Соломон по утрам целовал жену у калитки, садился в малолитражный «Бьюик» и уезжал в расположенную неподалеку клинику приводить в порядок зубы соотечественников. А Эля в резиновых перчатках по локоть и с садовыми ножницами наперевес целыми днями выравнивала, рассаживала, подстригала зеленые насаждения вокруг своего семейного гнезда. Несколько раз в году они выбирались отпраздновать какие-то свои события в лучший городской ресторан, летом паковали чемоданы и уезжали отдыхать на Мертвое море – вот, пожалуй, и все, что знали о них соседи и что могла рассказать сама Двойра Абрамовна, с умилением наблюдавшая за счастьем сына.
Так прошло двадцать с лишним лет. Годы почти незаметно сдули волосы с головы постаревшего и располневшего Соломона, иссушили кожу и обволокли жирком некогда стройную фигуру Эли… И однажды утром вездесущая мадам Шлитке, давно потерявшая было интерес к своим спокойным соседям, вдруг не увидела машины Фридманов у калитки. Вместо нее там стояло авто известного в округе доктора из другой, не стоматологической, клиники, расположенной по соседству.
Через полчаса на крыльце дома показался и сам доктор – он мягко отнимал у Соломона свою шляпу, а сосед мадам Шлитке с посеревшим лицом все пытался что-то выспросить у эскулапа, вцепившись одной рукой в его шляпу, а другой – в полу щегольского коричневого пальто. В конце концов доктор вырвал у хозяина свой головной убор и, твердо выговорив Фридману несколько слов, сбежал со ступенек.
Через полчаса все та же мадам Шлитке могла наблюдать, как у дома показалась другая машина, на этот раз с красным крестом на боку; ее прибытия Фридманы уже ожидали. Соломон, суетясь и мешаясь под ногами у санитаров, подсадил в автомобиль жену – мадам Шлитке впервые видела Элю настолько неопрятно одетой, в незастегнутом пеньюаре, шлепанцах на босу ногу и с не заколотыми волосами, – сам сел рядом, санитары захлопнули дверцы, и Фридманы уехали в больницу, из которой полтора месяца спустя домой вернулся один только Соломон.
– Эля умерла от рака желудка, – сказала нам Двойра Абрамовна, и видно было, что эти воспоминания причиняют ей настоящую боль. – Болезнь открылась внезапно, как стало потом известно, Эля периодически чувствовала какую-то резь, неудобство, но думала, что это просто спазмы, и не жаловалась, и ни к кому не обращалась. А потом – потом было уже поздно…
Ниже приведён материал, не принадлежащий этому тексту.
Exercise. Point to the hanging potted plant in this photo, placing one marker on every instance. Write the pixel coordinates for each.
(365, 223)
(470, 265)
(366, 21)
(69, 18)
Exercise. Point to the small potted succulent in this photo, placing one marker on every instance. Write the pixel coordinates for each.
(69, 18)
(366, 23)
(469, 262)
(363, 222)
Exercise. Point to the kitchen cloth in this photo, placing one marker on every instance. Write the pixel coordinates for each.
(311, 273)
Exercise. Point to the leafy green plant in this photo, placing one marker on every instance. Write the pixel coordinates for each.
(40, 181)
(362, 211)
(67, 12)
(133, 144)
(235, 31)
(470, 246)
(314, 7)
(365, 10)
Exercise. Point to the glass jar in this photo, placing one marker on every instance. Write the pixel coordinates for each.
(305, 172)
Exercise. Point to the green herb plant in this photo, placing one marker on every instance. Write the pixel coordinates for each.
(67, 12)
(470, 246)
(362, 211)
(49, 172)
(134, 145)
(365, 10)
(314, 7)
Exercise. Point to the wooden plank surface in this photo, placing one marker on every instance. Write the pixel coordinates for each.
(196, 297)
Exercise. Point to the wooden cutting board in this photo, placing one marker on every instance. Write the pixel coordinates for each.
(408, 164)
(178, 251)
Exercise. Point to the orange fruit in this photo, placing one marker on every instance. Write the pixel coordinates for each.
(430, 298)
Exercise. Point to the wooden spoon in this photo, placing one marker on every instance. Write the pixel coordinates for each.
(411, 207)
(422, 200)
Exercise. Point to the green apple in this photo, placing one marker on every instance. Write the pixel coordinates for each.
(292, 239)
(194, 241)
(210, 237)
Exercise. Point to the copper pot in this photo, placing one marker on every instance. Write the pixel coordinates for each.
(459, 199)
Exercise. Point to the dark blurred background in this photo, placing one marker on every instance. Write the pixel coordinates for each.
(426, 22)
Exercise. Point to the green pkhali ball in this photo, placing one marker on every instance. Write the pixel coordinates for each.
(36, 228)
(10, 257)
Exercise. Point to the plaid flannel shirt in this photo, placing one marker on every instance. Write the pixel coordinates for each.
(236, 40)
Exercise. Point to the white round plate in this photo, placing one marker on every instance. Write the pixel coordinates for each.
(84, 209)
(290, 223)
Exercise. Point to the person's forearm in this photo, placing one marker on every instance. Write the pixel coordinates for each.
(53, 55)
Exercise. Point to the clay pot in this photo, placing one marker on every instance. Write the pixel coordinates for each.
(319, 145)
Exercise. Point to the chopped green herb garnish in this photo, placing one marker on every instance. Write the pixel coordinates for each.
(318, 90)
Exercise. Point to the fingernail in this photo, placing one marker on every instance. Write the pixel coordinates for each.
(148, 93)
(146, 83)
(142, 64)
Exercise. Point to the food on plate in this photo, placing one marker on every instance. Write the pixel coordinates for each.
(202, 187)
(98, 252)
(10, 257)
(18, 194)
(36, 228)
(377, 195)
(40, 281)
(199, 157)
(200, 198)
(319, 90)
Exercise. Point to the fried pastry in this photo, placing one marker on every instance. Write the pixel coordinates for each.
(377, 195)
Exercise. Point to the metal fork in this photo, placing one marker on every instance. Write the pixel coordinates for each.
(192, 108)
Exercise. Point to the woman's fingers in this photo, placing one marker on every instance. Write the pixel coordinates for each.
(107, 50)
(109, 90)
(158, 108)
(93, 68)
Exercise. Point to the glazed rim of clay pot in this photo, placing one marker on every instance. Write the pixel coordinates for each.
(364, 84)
Полтора месяца наблюдений за мучениями жены (перед смертью она весила всего тридцать семь килограммов) сделали Соломона Фридмана совершенной развалиной. Мадам Шлитке, вновь воспылавшая страстью ко всему происходящему за соседним забором, не успевала дивиться в свой бинокль, как некогда бодрый сосед, возвращаясь в опустевший дом, подволакивает ногу и то и дело останавливается, бессмысленно уставясь пустым взглядом впереди себя. Он перестал ездить на работу, перестал следить за собой, перестал заказывать продукты на дом и настолько редко показывался за пределами своего дома, что в иные дни мадам Шлитке, закатывая глаза, трагическим шепотом вносила соседям предложения о вызове специальной похоронной бригады.